En esas horas en las que lo necesario es la pausa, el botellín y el aperitivo, la masa social requiere el lenguaje como medio de expresión, maniobra subjetiva de una mente que procesa necesariamente una válvula de escape de las obligaciones cotidianas para favorecer la energía encorvada del esfuerzo mañanero.
Es entonces cuando se dibujan por todos los rincones de un vagón, insisto, demasiado iluminado, pequeñas conversaciones entre compañeros de profesión, academia o facultad a los que el entretenimiento importa más que la relevancia del mensaje transmitido.
Es también momento de tertulia banal en los bares de barrio que inundan la ciudad y que hacen que las gentes de bien se guarezcan de la estrepitosa tormenta que les rodea y al que, como hormiguitas, los anónimos manifestantes de las causas perdidas salen de la boca de la parada más cercana al menú del día para establecer las pautas concretas de la jornada que les queda por vivir.
La tarde, probablemente influenciada por la menor frecuencia de trenes, se vuelve lenta y pesada esperando prudentemente la mágica hora de la liberación de responsabilidades para acometer el ineludible episodio de la emancipación donde de nuevo, y también en sentido contrario, coincidirán esas dos filosofías de conductas divergentes.
Y las dos se lamentaran de la desdicha del de enfrente asumiendo de nuevo el enorme riesgo de esa posible colisión frontal.
Pues, queridos míos, ha llegado la hora.
Y no es una, no.
Serán cuatro encontronazos a vida o muerte para demostrar la hegemonía de las posibles virtudes ante los posibles defectos que marcaran el éxito o fracaso deportivo de una campaña que se acerca a un final de infarto.
Mañana empieza un festival del que, os puedo asegurar, alguien saldrá malherido.

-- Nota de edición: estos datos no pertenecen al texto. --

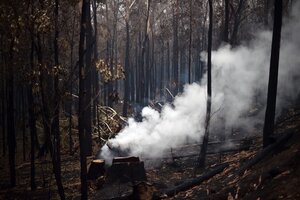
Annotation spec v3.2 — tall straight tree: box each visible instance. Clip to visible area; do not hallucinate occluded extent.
[78,0,90,200]
[123,1,130,117]
[198,0,213,167]
[6,41,16,187]
[263,0,282,147]
[51,0,65,200]
[84,0,93,155]
[27,0,36,190]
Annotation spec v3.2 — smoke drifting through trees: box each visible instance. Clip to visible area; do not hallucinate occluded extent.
[100,3,300,161]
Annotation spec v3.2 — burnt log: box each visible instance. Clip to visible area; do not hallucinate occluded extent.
[162,163,229,198]
[237,132,293,174]
[112,156,140,164]
[87,159,105,180]
[106,157,147,183]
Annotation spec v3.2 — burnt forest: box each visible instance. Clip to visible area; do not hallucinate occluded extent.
[0,0,300,200]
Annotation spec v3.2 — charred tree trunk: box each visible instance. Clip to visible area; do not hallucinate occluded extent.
[171,0,179,95]
[188,0,193,84]
[84,0,93,156]
[198,0,213,167]
[51,0,65,199]
[263,0,282,147]
[78,0,90,200]
[223,0,229,43]
[27,1,37,190]
[93,0,100,128]
[1,80,6,155]
[21,86,26,161]
[6,42,16,187]
[230,0,245,45]
[123,19,130,117]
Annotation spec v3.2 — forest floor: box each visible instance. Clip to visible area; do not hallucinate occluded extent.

¡Que empiece el espectáculo!
Jornada treinta y uno.
Manita de un Valencia agarrado a pies y manos a una tercera plaza que no quiere abandonar a un Villareal demasiado preocupado en Europa.

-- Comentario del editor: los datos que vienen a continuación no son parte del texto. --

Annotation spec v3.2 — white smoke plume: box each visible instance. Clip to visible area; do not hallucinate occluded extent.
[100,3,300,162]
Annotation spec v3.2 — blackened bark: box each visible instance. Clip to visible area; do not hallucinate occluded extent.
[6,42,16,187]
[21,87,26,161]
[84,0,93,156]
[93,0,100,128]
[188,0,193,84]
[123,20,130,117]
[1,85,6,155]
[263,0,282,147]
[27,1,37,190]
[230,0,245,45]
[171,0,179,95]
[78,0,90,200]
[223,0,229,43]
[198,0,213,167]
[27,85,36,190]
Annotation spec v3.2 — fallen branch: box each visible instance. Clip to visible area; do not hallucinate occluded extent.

El Madrid, quizás guiado por esa fe que le caracteriza como defensor de las causas perdidas en una liga en la que ya le daban por muerto, asalta la Catedral dando un golpe de autoridad antes del derbi.

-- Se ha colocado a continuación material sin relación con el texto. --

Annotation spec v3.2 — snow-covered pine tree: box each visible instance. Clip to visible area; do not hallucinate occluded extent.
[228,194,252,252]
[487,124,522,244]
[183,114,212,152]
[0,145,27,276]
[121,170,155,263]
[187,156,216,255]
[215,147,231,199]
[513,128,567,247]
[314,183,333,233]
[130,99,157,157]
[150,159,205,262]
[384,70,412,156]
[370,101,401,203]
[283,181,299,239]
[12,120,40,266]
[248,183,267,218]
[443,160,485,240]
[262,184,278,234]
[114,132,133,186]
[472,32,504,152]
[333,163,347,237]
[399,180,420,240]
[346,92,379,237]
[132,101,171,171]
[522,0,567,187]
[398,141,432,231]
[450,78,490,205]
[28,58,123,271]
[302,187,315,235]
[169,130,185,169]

El Barcelona por su parte hace los deberes contra el colista no haciendo quizás su mejor partido o, también quizás, reservándose para los envites de un mes cargado de exigencia.
Vete tú a saber.
El Atlético gana con solvencia para ponerse en el retrovisor de un Sevilla que empata a costa de un Mallorca aburrido y deshinchado.
Hércules, Espanyol, Levante, Málaga, Racing y Deportivo firman unas tablas que, quizás con la excepción de los de Valencia, sirven para poco a pesar de la importancia de seguir puntuando.
Triunfo agónico de un Zaragoza que, como decirlo, echa balones fuera para meter en la disputa a un Getafe que se acerca demasiado a un precipicio que no conoce también como un Sporting que intenta por todos los medios cambiar la ruta ganando en casa.
Mención especial:
Llene sus neveras de cerveza, reserven mesa en el bar de al lado, manden a su queridísima esposa de vacaciones, eviten el humo de los clubs, reduzcan la velocidad, manden a los crios de campamento, pidan ese día que les debe la empresa de descanso que esto empieza señores.
ATENCIÓN: ESTACIÓN EN CURVA. Al salir tengan cuidado de no introducir los pies entre coche y andén.